JetBrains open-sourced Mellum2, a 12B-parameter Mixture-of-Experts model with 2.5B active parameters per token. The model targets code generation and agentic reasoning while running at roughly one-fifth the compute of a dense 12B model.
Key facts
- 12B total parameters, 2.5B active per token.
- Trained from scratch, not fine-tuned.
- Designed for code, reasoning, and agentic workflows.
- Competitive with dense 14B models at 5x lower compute.
- Open-sourced by JetBrains (IDE maker).
JetBrains has released Mellum2, a 12B-parameter Mixture-of-Experts (MoE) model that activates only 2.5B parameters per token, according to @HuggingPapers. The model was trained from scratch—not fine-tuned from an existing checkpoint—and is designed for code, reasoning, and fast agentic workflows.
Architecture and Training
Mellum2 uses a sparse MoE architecture where each token routes to a subset of experts, keeping inference compute low. With 2.5B active parameters, it is competitive with dense 14B models, JetBrains claims. The training data mix and compute budget were not disclosed, but the model was trained from scratch, suggesting a significant upfront investment.
Comparison to Prior Art
The 2.5B-active-parameter design places Mellum2 in the same efficiency tier as models like Mixtral 8x7B (12.9B total, ~13B active) but with a sparser gating mechanism. Compared to CodeLlama 13B (dense, 13B active), Mellum2 offers roughly 5x compute savings per token while targeting similar code-generation quality. JetBrains did not publish benchmark scores against HumanEval or SWE-Bench, so third-party validation is pending.
Strategic Implications
JetBrains, primarily known for IDEs like IntelliJ and PyCharm, is now competing in the open-weight model space.

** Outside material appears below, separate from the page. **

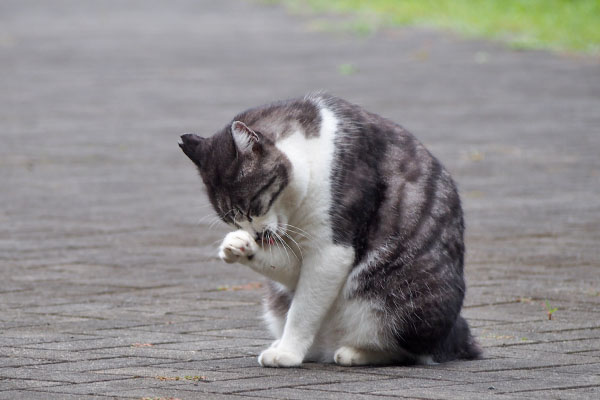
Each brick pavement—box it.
[0,0,600,400]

By releasing Mellum2 under an open-source license, the company positions itself as an infrastructure provider for on-device and agentic coding assistants, potentially tying model performance to its own tooling ecosystem. This mirrors Microsoft's strategy with Phi-3 but from a tools-first angle.
Limitations and Open Questions
JetBrains has not disclosed training data provenance, tokenizer details, or context window length. The claim of being "competitive with 14B models" lacks specific benchmarks—no HumanEval pass@1, MBPP, or MMLU scores were released. Independent evaluation is needed to verify the efficiency claims.
What to watch
Watch for independent benchmark evaluations on HumanEval and SWE-Bench, and whether JetBrains integrates Mellum2 into its IDEs as a local code assistant—potentially challenging GitHub Copilot's market share.